A hasła z jakimi jadą związkowcy do Warszawy to, między innymi - "Tak dla suwerenności energetycznej Polski" i "Nie dla wysokich cen energii i ciepła" oraz te o technicznej żywotności bloków energetycznych w Sierszy do 2041 roku oraz o spełnieniu norm środowiskowych Unii Europejskiej.
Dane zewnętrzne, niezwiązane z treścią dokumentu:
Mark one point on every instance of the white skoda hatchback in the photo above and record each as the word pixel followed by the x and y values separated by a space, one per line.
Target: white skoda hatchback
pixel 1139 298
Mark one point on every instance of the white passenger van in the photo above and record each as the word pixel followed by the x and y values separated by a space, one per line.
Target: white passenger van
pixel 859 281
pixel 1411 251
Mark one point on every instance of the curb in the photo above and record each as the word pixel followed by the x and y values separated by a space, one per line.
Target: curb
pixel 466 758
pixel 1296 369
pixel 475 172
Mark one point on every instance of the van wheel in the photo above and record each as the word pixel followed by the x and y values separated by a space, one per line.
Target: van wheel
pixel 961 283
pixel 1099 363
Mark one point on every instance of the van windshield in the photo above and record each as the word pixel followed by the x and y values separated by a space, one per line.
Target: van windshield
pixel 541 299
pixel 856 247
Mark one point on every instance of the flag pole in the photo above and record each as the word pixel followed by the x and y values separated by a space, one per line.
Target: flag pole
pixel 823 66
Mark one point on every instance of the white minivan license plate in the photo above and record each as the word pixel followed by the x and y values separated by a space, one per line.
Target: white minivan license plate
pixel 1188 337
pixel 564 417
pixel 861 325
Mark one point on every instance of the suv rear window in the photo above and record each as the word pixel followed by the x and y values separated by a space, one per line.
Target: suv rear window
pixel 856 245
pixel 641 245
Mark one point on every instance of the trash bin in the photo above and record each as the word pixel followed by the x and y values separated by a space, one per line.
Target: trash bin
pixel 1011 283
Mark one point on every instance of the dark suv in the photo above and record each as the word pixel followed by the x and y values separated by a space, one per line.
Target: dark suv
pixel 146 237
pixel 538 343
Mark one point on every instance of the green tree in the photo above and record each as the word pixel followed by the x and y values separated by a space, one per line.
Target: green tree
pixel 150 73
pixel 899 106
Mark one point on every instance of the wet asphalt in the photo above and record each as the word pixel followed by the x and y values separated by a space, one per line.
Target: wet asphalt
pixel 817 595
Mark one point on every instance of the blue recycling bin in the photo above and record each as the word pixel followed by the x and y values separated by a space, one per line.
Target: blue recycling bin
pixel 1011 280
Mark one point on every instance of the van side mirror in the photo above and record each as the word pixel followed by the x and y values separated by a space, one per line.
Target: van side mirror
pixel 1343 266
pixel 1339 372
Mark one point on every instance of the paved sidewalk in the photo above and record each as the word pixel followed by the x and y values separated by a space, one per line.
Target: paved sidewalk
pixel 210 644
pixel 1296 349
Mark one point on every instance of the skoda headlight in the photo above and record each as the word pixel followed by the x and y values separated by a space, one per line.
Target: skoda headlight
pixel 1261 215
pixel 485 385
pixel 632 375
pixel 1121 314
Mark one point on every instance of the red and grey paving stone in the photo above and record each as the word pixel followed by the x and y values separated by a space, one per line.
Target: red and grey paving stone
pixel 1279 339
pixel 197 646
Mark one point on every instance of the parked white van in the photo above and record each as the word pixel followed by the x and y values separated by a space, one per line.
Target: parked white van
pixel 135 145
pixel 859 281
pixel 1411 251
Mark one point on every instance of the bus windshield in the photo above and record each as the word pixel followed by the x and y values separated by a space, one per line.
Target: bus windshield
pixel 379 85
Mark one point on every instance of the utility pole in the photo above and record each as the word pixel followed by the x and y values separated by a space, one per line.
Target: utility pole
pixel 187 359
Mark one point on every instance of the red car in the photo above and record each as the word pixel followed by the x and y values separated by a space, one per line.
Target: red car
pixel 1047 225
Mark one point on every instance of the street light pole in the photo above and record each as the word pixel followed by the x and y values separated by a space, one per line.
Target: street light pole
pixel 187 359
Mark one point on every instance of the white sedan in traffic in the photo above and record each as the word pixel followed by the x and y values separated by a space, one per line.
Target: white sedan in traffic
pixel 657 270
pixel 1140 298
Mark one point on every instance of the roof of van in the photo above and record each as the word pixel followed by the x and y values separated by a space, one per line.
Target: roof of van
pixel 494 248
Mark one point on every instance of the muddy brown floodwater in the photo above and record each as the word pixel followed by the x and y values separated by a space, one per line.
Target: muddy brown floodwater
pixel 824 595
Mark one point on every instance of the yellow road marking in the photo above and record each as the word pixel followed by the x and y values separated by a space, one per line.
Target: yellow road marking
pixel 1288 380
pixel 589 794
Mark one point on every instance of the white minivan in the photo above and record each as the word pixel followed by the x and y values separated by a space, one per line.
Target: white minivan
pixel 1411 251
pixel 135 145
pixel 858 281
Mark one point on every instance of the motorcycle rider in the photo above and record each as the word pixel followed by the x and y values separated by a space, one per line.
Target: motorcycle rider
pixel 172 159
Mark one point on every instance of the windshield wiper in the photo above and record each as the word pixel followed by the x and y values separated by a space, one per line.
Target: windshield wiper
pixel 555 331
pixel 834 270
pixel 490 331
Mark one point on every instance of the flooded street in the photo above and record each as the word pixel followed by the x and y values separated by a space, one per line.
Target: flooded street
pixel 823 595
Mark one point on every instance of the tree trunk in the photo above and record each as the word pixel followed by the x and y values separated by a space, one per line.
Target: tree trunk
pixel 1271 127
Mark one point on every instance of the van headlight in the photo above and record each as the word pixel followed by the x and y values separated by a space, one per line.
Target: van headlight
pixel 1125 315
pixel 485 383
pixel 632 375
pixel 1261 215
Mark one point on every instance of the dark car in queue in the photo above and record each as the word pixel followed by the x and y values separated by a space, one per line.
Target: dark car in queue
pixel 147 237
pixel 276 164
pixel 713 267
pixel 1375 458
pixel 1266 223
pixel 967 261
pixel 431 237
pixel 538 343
To wszystko - zdaniem pracowników - przemawia za tym, by nie likwidować elektrowni.
Rozwiązanie komercyjne
Tauron zapewnia, że uchwała likwidacyjna nie wyklucza dalszej eksploatacji elektrowni Siersza po 2025 roku pod warunkiem, że będzie ona rentowna. „Jako zarząd i zarząd Tauron Polska Energia i Tauron Wytwarzanie jesteśmy zdeterminowani do tego, żeby znaleźć rozwiązanie” – zapewniał w listopadzie na antenie Radia Kraków prezes Grzegorz Lot. „Wszystko zależne jest jednak od rynku mocy dla źródeł węglowych oraz finalnych legislacji, pracy ministerstw”.
Inną pomysłem na ratowanie elektrowni jest znalezienie rozwiązania komercyjnego. Lot zapewnia, że nawet jeśli nie będzie ekonomicznego uzasadnienia zmian, każdy pracownik zatrudniony w elektrowni Siersza, znajdzie pracę w grupie Tauron.